Ihrer Ansicht nach ist Al-Qaida deutlich geschwächt. Bedeutet das: "Entwarnung - die Gefahr von Terroranschlägen ist gebannt!" ?

Thomas Rid: Nein, im Gegenteil! Die Anschlagsgefahr könnte jetzt, nach der Ausschaltung von Bin Ladin, kurzfristig sogar noch größer geworden sein. Da sind sich Geheimdienste und mit jenen Experten einig, die vor allem islamistische Internetforen beobachten. Vergeltungsschläge sind durchaus möglich. Die Extremisten möchten womöglich zeigen, dass sie noch einsatzfähig sind. In die Enge getrieben, könnte Al-Qaida noch unberechenbarer werden - aber die Dschihadisten sind in die Defensive geraten.

Wieso?

Thomas Rid: Zunächst haben sie jetzt sowohl ein symbolisches und personelles Problem. Wenn Bin Ladin bisher eine seiner Videobotschaften produzierte, war ihm die Aufmerksamkeit der Weltöffentlichkeit sicher: Das Weiße Haus reagierte, Spitzenpolitiker aller Couleur nahmen Stellung. Er wird Al-Qaida als medienwirksame Symbolfigur fehlen. Außerdem haben die Kader um Bin Ladin wohl nun Angst davor, dass die Amerikaner die in Abbottabad gefundenen Informationen nutzen, um als nächstes sie anzugreifen. Praktisch bedeutet das, dass sie unter noch höheren Sicherheitsvorkehrungen als bisher operieren müssen.

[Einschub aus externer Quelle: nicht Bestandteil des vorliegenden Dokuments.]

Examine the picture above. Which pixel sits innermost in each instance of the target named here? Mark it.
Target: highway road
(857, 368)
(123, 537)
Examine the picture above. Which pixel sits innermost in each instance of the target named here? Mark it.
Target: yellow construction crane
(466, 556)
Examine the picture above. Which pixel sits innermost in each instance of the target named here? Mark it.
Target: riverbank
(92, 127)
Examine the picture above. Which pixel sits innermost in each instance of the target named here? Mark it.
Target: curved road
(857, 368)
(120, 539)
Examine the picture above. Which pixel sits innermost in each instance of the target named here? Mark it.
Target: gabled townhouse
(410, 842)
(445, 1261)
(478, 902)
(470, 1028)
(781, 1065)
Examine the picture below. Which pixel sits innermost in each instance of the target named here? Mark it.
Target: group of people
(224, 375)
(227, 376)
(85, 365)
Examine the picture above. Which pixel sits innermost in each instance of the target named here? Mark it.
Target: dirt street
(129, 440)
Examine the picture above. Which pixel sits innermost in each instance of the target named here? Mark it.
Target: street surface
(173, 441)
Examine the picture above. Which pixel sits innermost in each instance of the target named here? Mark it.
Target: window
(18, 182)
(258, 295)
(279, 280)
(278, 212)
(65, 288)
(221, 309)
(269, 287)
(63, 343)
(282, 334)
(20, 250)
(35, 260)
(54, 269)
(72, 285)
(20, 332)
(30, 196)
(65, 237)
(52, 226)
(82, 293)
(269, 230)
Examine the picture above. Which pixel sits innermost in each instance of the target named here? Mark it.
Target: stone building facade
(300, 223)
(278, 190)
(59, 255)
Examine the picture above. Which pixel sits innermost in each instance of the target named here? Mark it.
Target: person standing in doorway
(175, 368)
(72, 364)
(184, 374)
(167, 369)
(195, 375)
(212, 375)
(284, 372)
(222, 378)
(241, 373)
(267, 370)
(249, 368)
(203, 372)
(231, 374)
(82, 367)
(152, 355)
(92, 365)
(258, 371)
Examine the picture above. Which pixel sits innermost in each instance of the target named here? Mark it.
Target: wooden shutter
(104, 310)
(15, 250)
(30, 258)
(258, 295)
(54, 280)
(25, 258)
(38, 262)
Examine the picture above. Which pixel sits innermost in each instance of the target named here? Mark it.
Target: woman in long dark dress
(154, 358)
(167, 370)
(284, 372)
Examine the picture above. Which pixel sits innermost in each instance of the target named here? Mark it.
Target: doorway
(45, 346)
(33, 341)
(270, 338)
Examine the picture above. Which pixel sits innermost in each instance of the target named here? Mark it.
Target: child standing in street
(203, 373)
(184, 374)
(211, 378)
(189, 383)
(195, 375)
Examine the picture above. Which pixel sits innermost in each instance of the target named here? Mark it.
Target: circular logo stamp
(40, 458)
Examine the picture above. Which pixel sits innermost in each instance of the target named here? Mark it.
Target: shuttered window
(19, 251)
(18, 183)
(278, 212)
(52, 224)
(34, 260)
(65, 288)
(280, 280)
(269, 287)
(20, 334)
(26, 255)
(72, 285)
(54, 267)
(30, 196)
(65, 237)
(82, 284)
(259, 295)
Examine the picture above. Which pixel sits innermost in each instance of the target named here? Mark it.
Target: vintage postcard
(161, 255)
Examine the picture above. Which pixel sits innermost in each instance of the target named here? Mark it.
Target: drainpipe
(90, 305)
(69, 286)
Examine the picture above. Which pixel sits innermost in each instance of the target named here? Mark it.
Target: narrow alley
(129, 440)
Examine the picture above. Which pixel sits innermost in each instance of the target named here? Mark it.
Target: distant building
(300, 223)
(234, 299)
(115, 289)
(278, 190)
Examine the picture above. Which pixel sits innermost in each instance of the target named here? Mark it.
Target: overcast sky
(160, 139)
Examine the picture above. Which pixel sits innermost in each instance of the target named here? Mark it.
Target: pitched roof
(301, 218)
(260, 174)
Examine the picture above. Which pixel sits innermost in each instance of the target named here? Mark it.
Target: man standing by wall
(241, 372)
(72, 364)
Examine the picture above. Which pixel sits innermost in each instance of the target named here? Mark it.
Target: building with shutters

Noch wichtiger ist meiner Ansicht nach aber die ideologische Schwächung. Die arabischen Revolutionen und Jugendaufstände in Tunesien, in Ägypten, im Jemen und Syrien erreichen möglicherweise genau das, was die Dschihadisten immer gewollt und wofür sie vergeblich gekämpft haben - den Sturz des "nahen Feindes", der autoritären Regime im Nahen Osten, ohne dass sie in irgendeiner Weise daran beteiligt wären.

In der Forschung zu Terrorismus und politischer Gewalt steht ein Begriff im Zentrum: der cause, der Beweggrund. Jede militante Bewegung braucht eine politische Zielstellung, die sie zusammenhält. Sie kommt Al-Qaida gegenwärtig abhanden. Sie bringen zwar massenhaft Menschen um, stürzen Flugzeuge in Hochhäuser - aber sie erreichen nichts! Es fehlt ihnen ein umsetzbares politisches Projekt. Wohl nur verwirrte Extremisten glauben wirklich daran, dass es möglich sein könnte, wieder ein Kalifat zu errichten.

In den Medien hat sich für die Dschihadisten der Ausdruck "Terrornetzwerk" eingebürgert. Wie würden Sie Al-Qaida bezeichnen? Als "Organisation" oder "Bewegung"?

Thomas Rid: Beides. Über eben diese Frage wird ja seit langem eine wissenschaftliche Debatte geführt. Die zwei bekanntesten gegensätzlichen Positionen sind die von Marc Sageman, der den modernen dschihadistischen Terror als "führerlos" bezeichnet, und die von Bruce Hoffmann, der sagt, dass Organisationsstrukturen weiterhin existieren und wichtig sind. Beide haben recht; insofern ist die Frage falsch gestellt. Al-Qaida lebt von der Aktivität von unten und von einem horizontalen Netzwerk, aber es existiert durchaus eine Führungsebene. "Al-Qaida" ist gleichzeitig eine strukturierte Organisation mit einem harten Kern und eine ideologische Bewegung, ein verschwommenes Umfeld ohne klare Ränder.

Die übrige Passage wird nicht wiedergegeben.